Thursday, November 1, 2012
How does God work?
Evangelicals gladly assent to Jean Daniélou’s claim that the mission of the church “continues the mighty works, the mirabilia Dei, recorded in the two Testaments” and agree that “God still accomplishes his mighty works, in the conversion and sanctification of souls.”
Few Evangelicals, though, would make sense of his further claim that “The working of God’s power among us is through the sacraments.”
That is indeed the crux of problem -- where does God work? For Rome and Wittenberg and, less clearly, Constantinople, God works through the means of grace. While we certainly differ in the numeration of the sacraments, we are all agreed upon the primacy of baptism and the Eucharist. We also say that the Word is sacramental -- perhaps its sacramental character seen most deeply in penance or confession. There the Word does exactly what it promises and the sin if forgiven. Period. Again, we differ in many respects but are fairly united in our confession that God works through means and the means through which God works are the Word and the Sacraments.
This remains the great shibboleth of Protestantism and why Lutheranism cannot today be said to be Protestant.

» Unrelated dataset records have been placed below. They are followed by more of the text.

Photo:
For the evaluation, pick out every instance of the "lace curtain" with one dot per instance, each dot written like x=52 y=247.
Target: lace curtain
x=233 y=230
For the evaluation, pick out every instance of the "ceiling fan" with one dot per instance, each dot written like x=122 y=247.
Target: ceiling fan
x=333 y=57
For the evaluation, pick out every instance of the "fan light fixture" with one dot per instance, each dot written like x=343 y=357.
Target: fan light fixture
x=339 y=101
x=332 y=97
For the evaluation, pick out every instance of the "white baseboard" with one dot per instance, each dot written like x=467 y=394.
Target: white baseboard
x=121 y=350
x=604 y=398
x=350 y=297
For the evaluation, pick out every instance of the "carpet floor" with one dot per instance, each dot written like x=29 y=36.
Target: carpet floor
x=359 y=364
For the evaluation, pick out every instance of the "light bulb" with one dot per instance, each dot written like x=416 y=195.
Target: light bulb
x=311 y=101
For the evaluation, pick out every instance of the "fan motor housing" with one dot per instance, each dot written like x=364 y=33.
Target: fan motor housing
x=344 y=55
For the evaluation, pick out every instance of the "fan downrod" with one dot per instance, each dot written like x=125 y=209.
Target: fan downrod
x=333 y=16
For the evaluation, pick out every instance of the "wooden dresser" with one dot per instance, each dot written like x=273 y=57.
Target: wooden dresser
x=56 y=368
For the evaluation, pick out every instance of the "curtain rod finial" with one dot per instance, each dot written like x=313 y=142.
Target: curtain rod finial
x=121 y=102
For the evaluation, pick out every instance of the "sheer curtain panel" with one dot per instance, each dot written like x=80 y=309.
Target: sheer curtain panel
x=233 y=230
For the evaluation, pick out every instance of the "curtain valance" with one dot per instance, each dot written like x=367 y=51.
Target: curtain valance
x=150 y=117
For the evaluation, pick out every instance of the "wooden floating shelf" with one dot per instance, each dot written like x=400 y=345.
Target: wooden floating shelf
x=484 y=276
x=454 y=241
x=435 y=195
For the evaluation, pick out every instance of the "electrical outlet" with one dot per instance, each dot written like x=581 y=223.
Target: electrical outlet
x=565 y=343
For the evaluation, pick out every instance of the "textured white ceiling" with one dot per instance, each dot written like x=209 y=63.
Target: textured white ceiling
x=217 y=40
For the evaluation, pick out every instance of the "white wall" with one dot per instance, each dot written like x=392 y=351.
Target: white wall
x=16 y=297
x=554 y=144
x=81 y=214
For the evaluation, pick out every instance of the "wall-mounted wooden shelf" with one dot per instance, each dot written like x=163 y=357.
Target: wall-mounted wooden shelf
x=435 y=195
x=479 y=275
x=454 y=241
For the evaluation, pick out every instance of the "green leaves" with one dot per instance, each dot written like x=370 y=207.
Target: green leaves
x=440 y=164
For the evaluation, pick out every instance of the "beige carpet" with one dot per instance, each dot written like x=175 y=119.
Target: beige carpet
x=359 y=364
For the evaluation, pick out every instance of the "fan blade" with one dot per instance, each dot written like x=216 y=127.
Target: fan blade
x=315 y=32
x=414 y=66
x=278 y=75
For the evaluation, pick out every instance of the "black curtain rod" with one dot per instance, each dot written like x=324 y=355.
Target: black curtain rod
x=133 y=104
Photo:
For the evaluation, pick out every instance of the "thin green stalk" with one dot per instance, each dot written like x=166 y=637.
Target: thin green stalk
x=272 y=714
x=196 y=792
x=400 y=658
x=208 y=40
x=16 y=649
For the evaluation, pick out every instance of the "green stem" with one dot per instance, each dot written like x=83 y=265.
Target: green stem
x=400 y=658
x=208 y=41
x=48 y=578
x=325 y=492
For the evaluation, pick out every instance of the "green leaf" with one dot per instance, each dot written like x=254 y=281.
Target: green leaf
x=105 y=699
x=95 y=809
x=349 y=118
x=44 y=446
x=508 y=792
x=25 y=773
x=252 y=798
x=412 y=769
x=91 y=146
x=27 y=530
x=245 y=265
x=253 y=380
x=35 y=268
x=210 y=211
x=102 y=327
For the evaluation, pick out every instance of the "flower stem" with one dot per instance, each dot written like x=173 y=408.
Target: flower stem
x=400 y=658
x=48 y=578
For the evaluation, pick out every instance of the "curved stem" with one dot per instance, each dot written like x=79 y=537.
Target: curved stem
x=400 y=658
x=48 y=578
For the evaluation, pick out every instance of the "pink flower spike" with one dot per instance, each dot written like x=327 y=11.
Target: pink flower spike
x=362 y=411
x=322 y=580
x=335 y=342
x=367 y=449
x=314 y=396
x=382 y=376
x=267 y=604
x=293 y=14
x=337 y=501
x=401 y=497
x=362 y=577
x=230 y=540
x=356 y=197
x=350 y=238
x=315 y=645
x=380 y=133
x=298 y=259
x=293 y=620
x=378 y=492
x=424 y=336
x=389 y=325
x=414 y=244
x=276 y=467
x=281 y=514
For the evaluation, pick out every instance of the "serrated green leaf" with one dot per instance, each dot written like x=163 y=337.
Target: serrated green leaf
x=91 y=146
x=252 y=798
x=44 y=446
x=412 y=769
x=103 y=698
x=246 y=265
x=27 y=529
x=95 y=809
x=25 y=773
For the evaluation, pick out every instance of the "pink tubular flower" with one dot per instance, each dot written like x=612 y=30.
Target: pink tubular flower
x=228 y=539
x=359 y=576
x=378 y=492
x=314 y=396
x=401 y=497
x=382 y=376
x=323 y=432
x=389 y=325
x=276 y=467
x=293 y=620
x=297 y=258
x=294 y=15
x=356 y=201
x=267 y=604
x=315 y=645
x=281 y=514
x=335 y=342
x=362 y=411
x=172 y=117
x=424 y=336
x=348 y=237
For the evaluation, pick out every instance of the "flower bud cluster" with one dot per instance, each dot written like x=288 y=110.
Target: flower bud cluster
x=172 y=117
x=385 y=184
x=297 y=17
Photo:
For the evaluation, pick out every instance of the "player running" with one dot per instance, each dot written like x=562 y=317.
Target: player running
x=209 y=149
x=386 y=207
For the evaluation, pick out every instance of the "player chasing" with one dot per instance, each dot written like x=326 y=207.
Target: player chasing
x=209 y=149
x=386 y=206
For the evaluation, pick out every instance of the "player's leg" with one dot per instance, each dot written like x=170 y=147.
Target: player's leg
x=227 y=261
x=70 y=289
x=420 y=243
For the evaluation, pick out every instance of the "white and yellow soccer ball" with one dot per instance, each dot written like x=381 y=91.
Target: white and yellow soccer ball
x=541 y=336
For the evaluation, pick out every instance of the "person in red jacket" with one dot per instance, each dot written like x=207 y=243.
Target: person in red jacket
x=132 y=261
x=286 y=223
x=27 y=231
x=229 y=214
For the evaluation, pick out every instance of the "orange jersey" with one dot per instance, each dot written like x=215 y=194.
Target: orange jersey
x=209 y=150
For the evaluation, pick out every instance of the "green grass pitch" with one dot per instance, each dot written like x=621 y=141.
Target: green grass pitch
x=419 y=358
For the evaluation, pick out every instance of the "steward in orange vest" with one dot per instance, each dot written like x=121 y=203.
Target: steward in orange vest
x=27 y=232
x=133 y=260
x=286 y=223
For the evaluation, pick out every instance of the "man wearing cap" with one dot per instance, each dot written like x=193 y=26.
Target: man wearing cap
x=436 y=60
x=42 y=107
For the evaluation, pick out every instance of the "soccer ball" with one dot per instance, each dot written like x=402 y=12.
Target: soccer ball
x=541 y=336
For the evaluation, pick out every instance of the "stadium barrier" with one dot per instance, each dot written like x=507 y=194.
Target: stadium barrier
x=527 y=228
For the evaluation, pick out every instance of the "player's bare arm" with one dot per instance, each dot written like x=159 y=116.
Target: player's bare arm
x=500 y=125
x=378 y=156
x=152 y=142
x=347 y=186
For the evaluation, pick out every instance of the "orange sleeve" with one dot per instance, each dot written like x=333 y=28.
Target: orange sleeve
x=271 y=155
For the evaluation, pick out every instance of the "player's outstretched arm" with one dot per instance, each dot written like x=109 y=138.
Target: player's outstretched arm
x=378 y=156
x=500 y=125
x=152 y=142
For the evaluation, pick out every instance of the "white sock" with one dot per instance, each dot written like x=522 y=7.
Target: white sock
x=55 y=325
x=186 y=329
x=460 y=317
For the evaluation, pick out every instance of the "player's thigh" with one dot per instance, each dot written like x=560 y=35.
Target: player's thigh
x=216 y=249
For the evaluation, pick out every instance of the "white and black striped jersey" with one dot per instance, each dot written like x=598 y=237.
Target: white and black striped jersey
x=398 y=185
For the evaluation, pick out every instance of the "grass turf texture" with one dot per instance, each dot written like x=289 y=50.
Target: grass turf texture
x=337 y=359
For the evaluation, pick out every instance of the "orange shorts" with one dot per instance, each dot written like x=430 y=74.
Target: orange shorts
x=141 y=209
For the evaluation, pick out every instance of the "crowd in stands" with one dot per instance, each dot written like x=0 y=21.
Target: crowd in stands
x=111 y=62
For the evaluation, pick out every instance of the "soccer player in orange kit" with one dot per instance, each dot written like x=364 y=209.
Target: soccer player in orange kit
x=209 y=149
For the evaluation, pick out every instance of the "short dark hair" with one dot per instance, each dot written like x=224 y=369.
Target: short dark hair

Protestants refuse to attach God's work to the places where God has attached Himself.
It will be a sign of extraordinary progress when Evangelicals are awestruck at ordinary water and confess with [Lutherans and Roman] Catholics (and St. Paul!), “All of you who were baptized into Christ have clothed yourselves with Christ.”
For a group that insists upon a naked Scripture as the locus of all doctrinal truth, it is remarkable how Protestants seem deaf to the voice of Scripture in its manifold statements insisting that God works through these means of grace. Perhaps the most clear reference is I Peter 3:21: Baptism now saves you. Until Evangelicals and Protestants can confess that truth without hesitation or cringing, we Lutherans will remain distant from them. If for this reason alone, it would be well for us Lutherans to be a bit more charitable toward Rome and a little less cozy toward Geneva and its many sibling cities.